Леший

22
18
20
22
24
26
28
30

– Евгений Васильевич, – обиженным тоном продолжила теща, – завтра я возвращаюсь в деревню. Больше я вас беспокоить не буду.

– Но там же Леший! Человека убили! Собаку! – Политик начинал нервничать.

– Ничего. Я привыкшая. Я как дала ему, он и полетел, – соврала в который уже раз теща. – Тем более там у меня теперь друзья живут, пара молодая.

– Лет по семьдесят, – съязвил зять.

– Вовсе нет. Им по шестьдесят. А муж так вообще выглядит чуть не на сорок.

– Я предупредил…

– Мне бы машину с шофером.

– Завтра утром ждите, – пообещал, словно отмахиваясь от назойливой мухи, Политик.

Утром у ворот губернаторского особняка остановился просторный джип.

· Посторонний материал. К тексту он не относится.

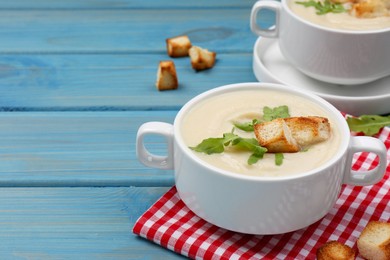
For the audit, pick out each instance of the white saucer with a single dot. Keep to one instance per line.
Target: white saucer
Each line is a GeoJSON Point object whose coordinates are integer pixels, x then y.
{"type": "Point", "coordinates": [269, 65]}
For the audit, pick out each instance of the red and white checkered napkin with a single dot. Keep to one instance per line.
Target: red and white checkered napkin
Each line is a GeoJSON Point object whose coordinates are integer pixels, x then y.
{"type": "Point", "coordinates": [171, 224]}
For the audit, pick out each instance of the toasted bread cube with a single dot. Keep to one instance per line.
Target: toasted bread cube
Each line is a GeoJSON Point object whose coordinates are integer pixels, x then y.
{"type": "Point", "coordinates": [334, 250]}
{"type": "Point", "coordinates": [370, 8]}
{"type": "Point", "coordinates": [166, 76]}
{"type": "Point", "coordinates": [276, 137]}
{"type": "Point", "coordinates": [308, 130]}
{"type": "Point", "coordinates": [201, 59]}
{"type": "Point", "coordinates": [374, 241]}
{"type": "Point", "coordinates": [178, 46]}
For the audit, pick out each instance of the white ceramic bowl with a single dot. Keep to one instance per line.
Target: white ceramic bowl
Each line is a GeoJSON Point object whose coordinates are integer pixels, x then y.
{"type": "Point", "coordinates": [259, 205]}
{"type": "Point", "coordinates": [335, 56]}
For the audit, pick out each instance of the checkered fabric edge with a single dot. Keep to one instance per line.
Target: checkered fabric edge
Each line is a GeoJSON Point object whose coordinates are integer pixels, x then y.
{"type": "Point", "coordinates": [172, 225]}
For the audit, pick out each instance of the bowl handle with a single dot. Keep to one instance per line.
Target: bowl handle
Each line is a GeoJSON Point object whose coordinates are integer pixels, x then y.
{"type": "Point", "coordinates": [153, 160]}
{"type": "Point", "coordinates": [265, 4]}
{"type": "Point", "coordinates": [366, 144]}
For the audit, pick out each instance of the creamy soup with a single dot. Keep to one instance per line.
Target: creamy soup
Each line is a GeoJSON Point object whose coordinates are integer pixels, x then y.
{"type": "Point", "coordinates": [343, 21]}
{"type": "Point", "coordinates": [215, 116]}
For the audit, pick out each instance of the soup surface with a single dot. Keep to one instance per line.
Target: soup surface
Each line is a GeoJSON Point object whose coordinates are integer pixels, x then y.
{"type": "Point", "coordinates": [343, 21]}
{"type": "Point", "coordinates": [214, 116]}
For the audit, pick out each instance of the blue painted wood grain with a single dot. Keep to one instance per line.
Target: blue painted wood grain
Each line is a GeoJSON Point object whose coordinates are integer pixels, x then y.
{"type": "Point", "coordinates": [108, 82]}
{"type": "Point", "coordinates": [121, 4]}
{"type": "Point", "coordinates": [76, 82]}
{"type": "Point", "coordinates": [78, 149]}
{"type": "Point", "coordinates": [123, 31]}
{"type": "Point", "coordinates": [75, 223]}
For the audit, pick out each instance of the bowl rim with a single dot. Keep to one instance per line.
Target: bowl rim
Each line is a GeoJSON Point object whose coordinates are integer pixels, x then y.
{"type": "Point", "coordinates": [261, 86]}
{"type": "Point", "coordinates": [329, 29]}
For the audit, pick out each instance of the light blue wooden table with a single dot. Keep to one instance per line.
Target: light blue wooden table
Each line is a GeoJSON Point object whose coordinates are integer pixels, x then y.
{"type": "Point", "coordinates": [76, 81]}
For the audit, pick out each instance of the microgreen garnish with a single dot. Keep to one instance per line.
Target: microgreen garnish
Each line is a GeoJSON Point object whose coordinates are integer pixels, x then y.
{"type": "Point", "coordinates": [270, 114]}
{"type": "Point", "coordinates": [324, 7]}
{"type": "Point", "coordinates": [217, 145]}
{"type": "Point", "coordinates": [279, 159]}
{"type": "Point", "coordinates": [368, 124]}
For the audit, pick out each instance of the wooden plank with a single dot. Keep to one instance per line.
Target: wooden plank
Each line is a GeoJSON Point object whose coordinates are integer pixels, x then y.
{"type": "Point", "coordinates": [120, 4]}
{"type": "Point", "coordinates": [124, 31]}
{"type": "Point", "coordinates": [108, 82]}
{"type": "Point", "coordinates": [78, 149]}
{"type": "Point", "coordinates": [76, 223]}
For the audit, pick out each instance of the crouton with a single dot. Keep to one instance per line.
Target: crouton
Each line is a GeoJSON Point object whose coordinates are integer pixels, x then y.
{"type": "Point", "coordinates": [290, 135]}
{"type": "Point", "coordinates": [201, 59]}
{"type": "Point", "coordinates": [308, 130]}
{"type": "Point", "coordinates": [166, 76]}
{"type": "Point", "coordinates": [276, 137]}
{"type": "Point", "coordinates": [178, 46]}
{"type": "Point", "coordinates": [334, 250]}
{"type": "Point", "coordinates": [370, 8]}
{"type": "Point", "coordinates": [374, 241]}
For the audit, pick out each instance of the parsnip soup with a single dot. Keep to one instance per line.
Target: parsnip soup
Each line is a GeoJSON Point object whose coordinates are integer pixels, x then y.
{"type": "Point", "coordinates": [355, 16]}
{"type": "Point", "coordinates": [216, 116]}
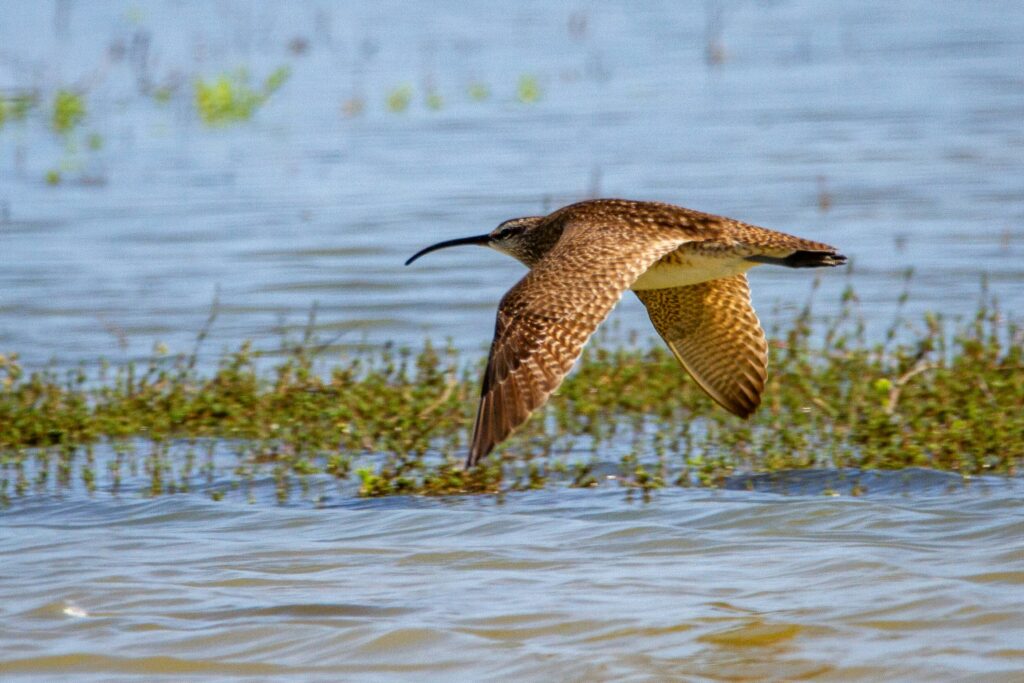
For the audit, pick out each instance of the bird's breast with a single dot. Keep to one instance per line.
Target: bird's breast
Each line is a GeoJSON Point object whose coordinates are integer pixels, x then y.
{"type": "Point", "coordinates": [681, 268]}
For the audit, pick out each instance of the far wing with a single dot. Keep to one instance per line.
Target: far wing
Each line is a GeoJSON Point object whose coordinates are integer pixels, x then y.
{"type": "Point", "coordinates": [545, 319]}
{"type": "Point", "coordinates": [715, 334]}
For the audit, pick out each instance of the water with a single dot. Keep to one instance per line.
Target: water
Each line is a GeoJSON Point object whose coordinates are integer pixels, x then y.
{"type": "Point", "coordinates": [912, 583]}
{"type": "Point", "coordinates": [892, 130]}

Трое молодых людей вынесли из ворот сумки с продуктами, усадили на заднее сиденье губернаторскую тещу и отправились в Нагорный Иштан.

– Вот нравится мне эта деревня и все! Зять говорит: «Живи, мама, на государственной даче» – а я не хочу. Мне там неинтересно. Скучно. Да и дача в Иштане будет пустовать.

Машина с мигалкой на крыше уверенно неслась в транспортном потоке. Вскоре она повернула на проселок. Позади в сумках тихо звякали бутылки с красивыми этикетками.

«До самой осени я к вам не приеду, – зло радовалась дачница, вспоминая зятя, – вы еще обо мне не раз вспомните… Будете просить, а я все равно не поеду, пока снегом меня не занесет…»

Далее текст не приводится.